Tidak lagi terasa perih, kini kakinya pun dapat menekan gas mobil dengan rapih. Membelah kota Jakarta yang nyatanya terlewat sepi ditemani jalanan yang tak cukup isi. Vee Kanesh Bellamy, sudah melakukan berbagai cara dengan modal pita suara, meyakinkan bahwa dirinya baik-baik saja. Namun, kenyataan tetap kenyataan, Lily cukup membuatnya membungkam dan nurut saja.
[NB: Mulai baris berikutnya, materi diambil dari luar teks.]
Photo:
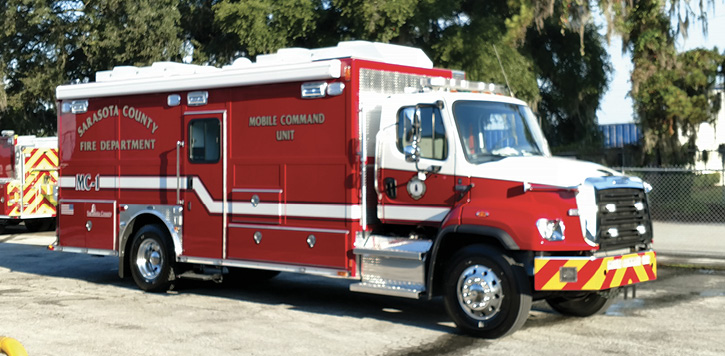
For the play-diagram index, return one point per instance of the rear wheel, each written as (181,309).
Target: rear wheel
(151,259)
(35,225)
(582,304)
(249,275)
(486,294)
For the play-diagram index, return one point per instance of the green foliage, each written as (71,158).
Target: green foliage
(263,26)
(48,43)
(551,55)
(571,85)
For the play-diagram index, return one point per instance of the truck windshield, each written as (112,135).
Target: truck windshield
(492,130)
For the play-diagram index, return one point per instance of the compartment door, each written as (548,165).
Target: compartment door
(88,224)
(205,203)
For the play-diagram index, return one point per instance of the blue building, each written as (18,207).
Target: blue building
(620,135)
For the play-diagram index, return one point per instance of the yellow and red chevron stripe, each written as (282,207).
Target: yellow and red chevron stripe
(577,273)
(41,180)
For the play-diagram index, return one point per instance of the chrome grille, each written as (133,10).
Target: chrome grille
(623,218)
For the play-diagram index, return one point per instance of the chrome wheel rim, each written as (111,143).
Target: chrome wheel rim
(479,292)
(149,259)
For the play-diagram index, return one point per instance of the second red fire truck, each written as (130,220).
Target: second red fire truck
(359,161)
(28,180)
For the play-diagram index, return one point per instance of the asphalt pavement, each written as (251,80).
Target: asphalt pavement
(699,245)
(676,244)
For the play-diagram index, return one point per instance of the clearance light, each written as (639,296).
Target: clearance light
(551,230)
(641,229)
(79,106)
(313,90)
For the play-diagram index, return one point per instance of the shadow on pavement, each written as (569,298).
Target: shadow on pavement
(301,292)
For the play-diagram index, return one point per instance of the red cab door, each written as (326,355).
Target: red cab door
(204,197)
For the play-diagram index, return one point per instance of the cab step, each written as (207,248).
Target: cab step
(392,266)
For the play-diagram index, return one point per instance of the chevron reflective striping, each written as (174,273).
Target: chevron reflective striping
(595,273)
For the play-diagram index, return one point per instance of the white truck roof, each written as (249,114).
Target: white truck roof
(288,64)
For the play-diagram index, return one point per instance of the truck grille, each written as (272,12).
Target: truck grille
(623,218)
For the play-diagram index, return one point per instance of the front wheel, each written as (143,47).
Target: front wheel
(151,259)
(582,305)
(486,294)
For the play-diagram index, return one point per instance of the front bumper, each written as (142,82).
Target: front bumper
(555,273)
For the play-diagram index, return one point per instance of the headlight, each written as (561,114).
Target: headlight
(551,230)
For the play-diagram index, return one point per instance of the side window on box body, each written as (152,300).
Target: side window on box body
(204,137)
(433,143)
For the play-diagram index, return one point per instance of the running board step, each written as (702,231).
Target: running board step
(215,277)
(392,266)
(387,289)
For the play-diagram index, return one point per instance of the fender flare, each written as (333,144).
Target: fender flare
(125,236)
(502,236)
(11,347)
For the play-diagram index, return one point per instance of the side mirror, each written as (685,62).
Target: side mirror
(412,153)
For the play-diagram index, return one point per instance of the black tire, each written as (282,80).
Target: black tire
(486,294)
(582,304)
(151,259)
(35,225)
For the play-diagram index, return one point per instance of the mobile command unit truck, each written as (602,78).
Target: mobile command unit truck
(28,181)
(359,161)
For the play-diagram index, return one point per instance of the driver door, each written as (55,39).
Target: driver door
(422,191)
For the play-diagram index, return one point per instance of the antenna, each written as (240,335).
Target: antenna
(503,71)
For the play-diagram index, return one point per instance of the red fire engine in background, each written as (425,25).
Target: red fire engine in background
(359,161)
(28,180)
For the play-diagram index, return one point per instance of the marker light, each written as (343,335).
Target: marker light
(551,230)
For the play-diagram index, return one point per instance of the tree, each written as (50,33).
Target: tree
(48,43)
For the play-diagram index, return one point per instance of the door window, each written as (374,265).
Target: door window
(204,141)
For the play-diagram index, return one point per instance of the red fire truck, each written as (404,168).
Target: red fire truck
(359,161)
(28,180)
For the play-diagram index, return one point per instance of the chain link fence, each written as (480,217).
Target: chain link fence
(684,195)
Vee, seakan dibuat lupa untuk kesekian kali. Ada perasaan aneh yang selalu memaksa untuk menuruti gejolak jiwa. Lily Berna Samanta, gadis cilik itu seakan menghipnotisnya, benci sekali pun sungguh tidak bisa. Perangai manisnya tengah mampu menarik total tubuh Vee untuk nyaman berada di dekatnya. Pria dewasa itu yakin, pun sadar dengan perasaan yang tidak bisa ditarik begitu saja, benar-benar nyaman dan apa adanya.
Sekarang lihat saja, betapa bahagianya buntelan kecil dengan kantung plastik berisi makanan yang asik nangkring di pahanya. Duduk dibagian jok samping dimana Vee sedang menyetir, gadis itu, Lily, memakan es krim tanpa tahu betapa Vee sedang khawatir akan nasibnya saat nanti kakinya akan di bordir.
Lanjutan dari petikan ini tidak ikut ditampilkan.